7. Le 19 mai 2016, le staatssecretaris van Justitie en Veiligheid (secrétaire d’État à la Justice et à la Sécurité, Pays-Bas, ci-après le « secrétaire d’État »), considérant que E.P. ne remplissait plus les conditions de l’article 6, paragraphe 1, sous e), du CFS et qu’il constituait une menace pour l’ordre public, a adopté une décision lui ordonnant de quitter le territoire de l’Union dans les 28 jours. E.P. a introduit un recours contre cette décision devant le rechtbank Den Haag, zittingsplaats Amsterdam (tribunal de La Haye, siégant à Amsterdam, Pays-Bas), lequel a, par jugement du 13 septembre 2016, annulé la décision de retour et ordonné au secrétaire d’État d’adopter une nouvelle décision. Le rechtbank Den Haag, zittingsplaats Amsterdam (tribunal de La Haye, siégeant à Amsterdam) a en particulier jugé que le secrétaire d’État n’avait pas dûment motivé sa position selon laquelle le séjour régulier de E.P. aux Pays-Bas, sur la base d’une exemption de visa (5), avait pris fin en vertu de l’article 6, paragraphe 1, sous e), du CFS en raison du fait que E.P. était désormais considéré comme une menace pour l’ordre public néerlandais parce qu’il était soupçonné d’une infraction à la législation sur les stupéfiants. Selon ce tribunal qui se fonde sur les arrêts Zh. et O. (6) et N. (7), le secrétaire d’État aurait dû baser sa décision sur une appréciation au cas par cas afin de vérifier que le comportement personnel d’E.P. était constitutif d’une menace réelle, actuelle et suffisamment grave affectant un intérêt fondamental de la société, et non pas sur la seule existence d’un soupçon.

8. Le secrétaire d’État a interjeté appel de ce jugement devant la juridiction de renvoi. Il conteste, en particulier, que l’exigence d’une menace réelle, actuelle et suffisamment grave affectant un intérêt fondamental de la société soit transposable aux décisions fondées sur l’article 6, paragraphe 1, sous e), du CFS, constatant qu’un individu a cessé de remplir les conditions d’entrée sur le territoire de l’Union.

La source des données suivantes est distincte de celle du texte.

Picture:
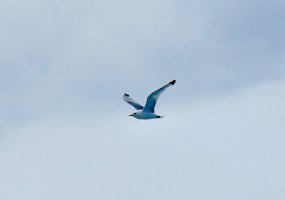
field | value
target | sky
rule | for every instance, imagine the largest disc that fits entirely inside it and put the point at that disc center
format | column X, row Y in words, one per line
column 65, row 132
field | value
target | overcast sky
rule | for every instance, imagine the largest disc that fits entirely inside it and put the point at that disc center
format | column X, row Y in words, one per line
column 65, row 130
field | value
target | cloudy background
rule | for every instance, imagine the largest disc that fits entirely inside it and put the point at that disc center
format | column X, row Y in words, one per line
column 65, row 130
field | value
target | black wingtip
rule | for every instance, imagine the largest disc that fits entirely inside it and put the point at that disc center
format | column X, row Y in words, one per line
column 172, row 82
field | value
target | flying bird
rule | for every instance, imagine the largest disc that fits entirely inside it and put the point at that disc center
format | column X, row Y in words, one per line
column 147, row 112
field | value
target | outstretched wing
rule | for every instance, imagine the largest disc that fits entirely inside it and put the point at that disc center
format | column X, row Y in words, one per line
column 129, row 100
column 152, row 98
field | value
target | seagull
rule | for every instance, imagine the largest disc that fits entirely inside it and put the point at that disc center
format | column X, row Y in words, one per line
column 147, row 112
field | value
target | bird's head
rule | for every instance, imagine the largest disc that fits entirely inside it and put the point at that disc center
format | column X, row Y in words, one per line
column 133, row 115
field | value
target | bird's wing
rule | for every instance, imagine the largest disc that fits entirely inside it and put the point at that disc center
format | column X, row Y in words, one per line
column 152, row 98
column 129, row 100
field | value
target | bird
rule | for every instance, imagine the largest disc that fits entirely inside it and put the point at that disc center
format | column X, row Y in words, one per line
column 147, row 112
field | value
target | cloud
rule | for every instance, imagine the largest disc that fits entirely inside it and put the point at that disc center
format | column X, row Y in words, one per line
column 226, row 147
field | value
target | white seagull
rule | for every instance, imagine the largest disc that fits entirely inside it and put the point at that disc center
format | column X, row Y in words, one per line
column 147, row 112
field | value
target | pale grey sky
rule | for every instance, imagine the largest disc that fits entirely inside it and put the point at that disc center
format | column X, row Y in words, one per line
column 65, row 130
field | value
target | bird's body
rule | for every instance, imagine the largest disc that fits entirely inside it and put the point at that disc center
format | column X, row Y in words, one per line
column 147, row 112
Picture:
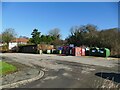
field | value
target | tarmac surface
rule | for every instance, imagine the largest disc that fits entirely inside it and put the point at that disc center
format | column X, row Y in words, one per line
column 62, row 71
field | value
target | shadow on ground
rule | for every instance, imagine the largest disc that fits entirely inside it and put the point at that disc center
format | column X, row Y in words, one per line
column 110, row 76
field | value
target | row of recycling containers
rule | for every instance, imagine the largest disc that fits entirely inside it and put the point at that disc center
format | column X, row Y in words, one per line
column 80, row 51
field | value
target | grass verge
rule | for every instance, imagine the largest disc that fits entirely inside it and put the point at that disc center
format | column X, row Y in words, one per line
column 6, row 68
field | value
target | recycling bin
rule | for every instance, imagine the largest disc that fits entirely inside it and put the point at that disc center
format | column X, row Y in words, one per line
column 104, row 52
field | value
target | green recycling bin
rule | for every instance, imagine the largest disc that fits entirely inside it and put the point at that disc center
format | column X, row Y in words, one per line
column 104, row 52
column 94, row 51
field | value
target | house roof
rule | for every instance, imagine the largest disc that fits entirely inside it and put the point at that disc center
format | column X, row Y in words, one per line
column 25, row 40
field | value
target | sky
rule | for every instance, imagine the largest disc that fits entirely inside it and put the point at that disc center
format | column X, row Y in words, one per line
column 26, row 16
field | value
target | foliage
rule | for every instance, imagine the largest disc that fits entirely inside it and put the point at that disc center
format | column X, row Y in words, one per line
column 55, row 33
column 35, row 37
column 8, row 35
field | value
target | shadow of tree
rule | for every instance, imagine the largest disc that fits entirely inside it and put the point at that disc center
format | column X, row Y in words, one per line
column 110, row 76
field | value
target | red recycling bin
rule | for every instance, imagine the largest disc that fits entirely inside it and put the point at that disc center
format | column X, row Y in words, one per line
column 78, row 51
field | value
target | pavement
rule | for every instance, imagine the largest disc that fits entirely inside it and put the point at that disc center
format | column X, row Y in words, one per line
column 39, row 71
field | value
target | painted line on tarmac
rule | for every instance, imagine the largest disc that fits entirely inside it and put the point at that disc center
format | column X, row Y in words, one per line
column 23, row 82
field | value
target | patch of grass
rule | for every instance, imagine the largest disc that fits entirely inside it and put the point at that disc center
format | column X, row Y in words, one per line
column 6, row 68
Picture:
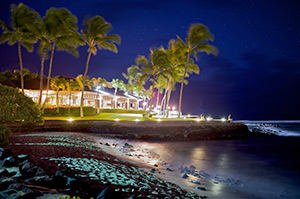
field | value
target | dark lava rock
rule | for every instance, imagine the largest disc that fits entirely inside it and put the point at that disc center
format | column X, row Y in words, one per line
column 28, row 170
column 3, row 172
column 168, row 169
column 126, row 145
column 6, row 182
column 10, row 162
column 108, row 193
column 185, row 176
column 5, row 153
column 201, row 188
column 22, row 158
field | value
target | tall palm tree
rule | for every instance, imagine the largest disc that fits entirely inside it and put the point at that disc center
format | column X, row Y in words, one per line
column 117, row 83
column 152, row 68
column 99, row 82
column 60, row 28
column 22, row 31
column 95, row 35
column 196, row 41
column 71, row 85
column 58, row 83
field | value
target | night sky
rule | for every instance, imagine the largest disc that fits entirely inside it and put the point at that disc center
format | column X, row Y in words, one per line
column 255, row 76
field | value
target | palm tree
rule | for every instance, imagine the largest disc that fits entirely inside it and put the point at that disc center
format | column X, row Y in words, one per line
column 99, row 82
column 22, row 31
column 95, row 35
column 71, row 85
column 60, row 28
column 152, row 69
column 116, row 83
column 58, row 83
column 196, row 41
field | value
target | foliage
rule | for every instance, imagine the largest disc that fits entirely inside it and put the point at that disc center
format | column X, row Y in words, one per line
column 15, row 106
column 4, row 133
column 121, row 111
column 74, row 111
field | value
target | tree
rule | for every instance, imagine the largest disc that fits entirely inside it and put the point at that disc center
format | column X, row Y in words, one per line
column 99, row 82
column 71, row 85
column 95, row 35
column 196, row 41
column 58, row 83
column 116, row 83
column 16, row 107
column 152, row 68
column 22, row 31
column 60, row 29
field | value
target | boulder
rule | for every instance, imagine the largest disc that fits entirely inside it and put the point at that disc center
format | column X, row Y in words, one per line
column 5, row 153
column 10, row 162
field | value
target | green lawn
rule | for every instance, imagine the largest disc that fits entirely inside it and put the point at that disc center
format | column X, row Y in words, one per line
column 114, row 116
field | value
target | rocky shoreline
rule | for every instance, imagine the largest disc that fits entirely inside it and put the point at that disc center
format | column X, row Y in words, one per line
column 148, row 130
column 36, row 165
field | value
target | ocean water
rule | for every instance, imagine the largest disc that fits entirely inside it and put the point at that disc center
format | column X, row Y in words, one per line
column 259, row 166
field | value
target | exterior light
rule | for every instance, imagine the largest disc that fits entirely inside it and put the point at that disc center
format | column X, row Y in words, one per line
column 209, row 119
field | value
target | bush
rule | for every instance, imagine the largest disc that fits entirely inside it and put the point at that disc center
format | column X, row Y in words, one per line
column 74, row 111
column 4, row 133
column 121, row 111
column 15, row 106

9. C’est dans ces conditions que le Raad van State (Conseil d’État, Pays-Bas) a décidé de surseoir à statuer et, par décision de renvoi parvenue au greffe de la Cour le 11 juin 2018, d’adresser à la Cour les questions préjudicielles suivantes :

« 1) L’article 6, paragraphe 1, sous e), du [CFS] doit-il être interprété en ce sens que la décision selon laquelle le séjour régulier d’une durée n’excédant pas 90 jours sur une période de 180 jours a pris fin parce que l’étranger est considéré comme constituant une menace pour l’ordre public doit être motivée par le fait que le comportement personnel de l’étranger concerné constitue une menace réelle, actuelle et suffisamment grave affectant l’un des intérêts fondamentaux de la société ?

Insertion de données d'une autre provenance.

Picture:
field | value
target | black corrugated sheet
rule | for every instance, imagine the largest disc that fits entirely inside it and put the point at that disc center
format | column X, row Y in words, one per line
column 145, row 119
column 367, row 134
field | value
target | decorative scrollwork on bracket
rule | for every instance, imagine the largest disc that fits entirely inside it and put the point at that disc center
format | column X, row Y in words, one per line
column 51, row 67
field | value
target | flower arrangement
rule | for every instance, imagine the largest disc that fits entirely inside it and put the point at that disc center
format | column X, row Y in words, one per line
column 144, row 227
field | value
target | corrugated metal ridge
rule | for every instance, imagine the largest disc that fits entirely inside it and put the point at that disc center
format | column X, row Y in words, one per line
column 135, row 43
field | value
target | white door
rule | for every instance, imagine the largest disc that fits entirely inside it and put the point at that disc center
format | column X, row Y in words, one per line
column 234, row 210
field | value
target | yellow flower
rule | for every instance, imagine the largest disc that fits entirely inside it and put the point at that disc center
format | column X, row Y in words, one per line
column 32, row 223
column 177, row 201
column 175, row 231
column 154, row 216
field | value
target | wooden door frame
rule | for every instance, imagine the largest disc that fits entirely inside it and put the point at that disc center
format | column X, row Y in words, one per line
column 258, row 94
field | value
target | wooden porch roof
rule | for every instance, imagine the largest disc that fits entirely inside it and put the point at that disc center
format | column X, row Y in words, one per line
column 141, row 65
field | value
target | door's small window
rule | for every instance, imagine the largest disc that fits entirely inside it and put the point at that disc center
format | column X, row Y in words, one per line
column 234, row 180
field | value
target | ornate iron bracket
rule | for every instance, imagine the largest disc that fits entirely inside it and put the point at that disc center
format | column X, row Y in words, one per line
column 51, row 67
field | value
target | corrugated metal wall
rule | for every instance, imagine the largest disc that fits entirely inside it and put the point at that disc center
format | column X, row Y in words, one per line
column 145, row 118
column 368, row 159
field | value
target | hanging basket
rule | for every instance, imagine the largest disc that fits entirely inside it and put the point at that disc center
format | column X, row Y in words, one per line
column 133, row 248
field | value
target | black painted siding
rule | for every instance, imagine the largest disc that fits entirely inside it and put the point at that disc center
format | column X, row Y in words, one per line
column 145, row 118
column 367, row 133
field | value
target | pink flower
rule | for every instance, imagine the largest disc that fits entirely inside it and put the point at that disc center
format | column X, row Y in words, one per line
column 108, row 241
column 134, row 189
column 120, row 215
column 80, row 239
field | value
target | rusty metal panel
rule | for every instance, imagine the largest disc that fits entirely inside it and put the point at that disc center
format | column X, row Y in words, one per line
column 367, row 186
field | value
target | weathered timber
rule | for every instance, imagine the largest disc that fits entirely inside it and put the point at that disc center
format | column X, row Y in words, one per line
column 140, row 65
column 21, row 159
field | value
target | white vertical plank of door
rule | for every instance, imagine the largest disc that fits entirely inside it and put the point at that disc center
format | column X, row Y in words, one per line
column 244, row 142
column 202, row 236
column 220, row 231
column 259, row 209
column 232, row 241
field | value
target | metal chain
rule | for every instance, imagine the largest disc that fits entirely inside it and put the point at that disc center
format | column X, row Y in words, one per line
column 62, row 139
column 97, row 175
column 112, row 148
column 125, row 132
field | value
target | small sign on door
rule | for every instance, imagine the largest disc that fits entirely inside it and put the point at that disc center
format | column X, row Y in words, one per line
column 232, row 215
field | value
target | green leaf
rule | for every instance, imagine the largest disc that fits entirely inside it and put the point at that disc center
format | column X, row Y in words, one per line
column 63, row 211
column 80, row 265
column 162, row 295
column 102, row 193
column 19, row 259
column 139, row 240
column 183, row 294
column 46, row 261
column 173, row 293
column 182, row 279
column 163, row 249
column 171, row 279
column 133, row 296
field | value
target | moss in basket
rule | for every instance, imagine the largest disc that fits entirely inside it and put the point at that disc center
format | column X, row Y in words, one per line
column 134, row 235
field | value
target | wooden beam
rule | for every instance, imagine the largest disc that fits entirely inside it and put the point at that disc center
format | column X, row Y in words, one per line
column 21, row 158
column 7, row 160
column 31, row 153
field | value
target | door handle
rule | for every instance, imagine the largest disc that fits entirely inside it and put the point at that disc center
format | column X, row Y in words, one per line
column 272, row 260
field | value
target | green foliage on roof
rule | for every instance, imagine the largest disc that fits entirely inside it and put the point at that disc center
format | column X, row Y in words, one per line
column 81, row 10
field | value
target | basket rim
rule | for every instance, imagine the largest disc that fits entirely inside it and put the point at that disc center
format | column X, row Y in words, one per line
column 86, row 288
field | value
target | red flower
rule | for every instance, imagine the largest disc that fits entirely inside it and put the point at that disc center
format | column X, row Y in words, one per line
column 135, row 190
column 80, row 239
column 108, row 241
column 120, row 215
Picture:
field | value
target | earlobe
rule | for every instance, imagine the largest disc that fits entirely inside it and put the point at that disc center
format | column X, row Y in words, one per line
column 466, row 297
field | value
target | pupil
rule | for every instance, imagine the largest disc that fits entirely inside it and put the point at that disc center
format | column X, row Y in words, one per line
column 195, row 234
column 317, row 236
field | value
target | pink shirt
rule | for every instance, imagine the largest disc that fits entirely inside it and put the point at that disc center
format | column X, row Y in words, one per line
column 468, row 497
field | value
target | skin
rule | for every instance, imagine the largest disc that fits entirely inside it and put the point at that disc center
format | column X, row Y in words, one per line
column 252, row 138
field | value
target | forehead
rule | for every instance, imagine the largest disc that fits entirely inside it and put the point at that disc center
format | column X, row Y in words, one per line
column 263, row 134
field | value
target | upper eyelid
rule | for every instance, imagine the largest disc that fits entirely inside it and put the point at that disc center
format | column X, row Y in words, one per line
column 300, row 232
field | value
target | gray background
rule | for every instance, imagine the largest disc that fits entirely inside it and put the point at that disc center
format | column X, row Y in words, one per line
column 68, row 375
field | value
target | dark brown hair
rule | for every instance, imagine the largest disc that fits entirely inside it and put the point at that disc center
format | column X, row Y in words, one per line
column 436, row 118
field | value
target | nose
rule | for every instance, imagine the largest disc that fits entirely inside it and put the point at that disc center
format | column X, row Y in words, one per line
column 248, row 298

2) S’il convient de répondre à la première question par la négative, quelles sont les conditions de motivation qui s’appliquent, en vertu de l’article 6, paragraphe 1, sous e), du [CFS], à la décision qu’un étranger est considéré comme constituant une menace pour l’ordre public ? L’article 6, paragraphe 1, sous e), du [CFS] doit-il être interprété en ce sens qu’il s’oppose à une pratique nationale en vertu de laquelle un étranger est considéré comme constituant une menace pour l’ordre public pour la seule raison qu’il est constant que cet étranger est soupçonné d’avoir perpétré une infraction ? »

10. E.P., les gouvernements néerlandais, belge, allemand, la Commission européenne ainsi que la Confédération suisse ont participé à la procédure écrite devant la Cour.

11. Lors de l’audience qui s’est tenue devant la Cour le 2 mai 2019, E.P., les gouvernements néerlandais, belge et allemand ainsi que la Commission ont été entendus en leurs plaidoiries.

III. Analyse

12. D’emblée, je précise que je traiterai conjointement les deux questions préjudicielles dont la Cour est aujourd’hui saisie dans la mesure où il résulte de ma lecture de la seconde question que celle-ci ne porte pas sur l’obligation de motivation en tant que telle, mais invite plutôt la Cour à déterminer les critères devant guider l’appréciation des autorités nationales au moment d’adopter une décision par laquelle elles constatent que les conditions d’entrée et de séjour réguliers sur le territoire de l’Union ne sont plus remplies en raison du fait que l’individu concerné est considéré comme une menace pour l’ordre public.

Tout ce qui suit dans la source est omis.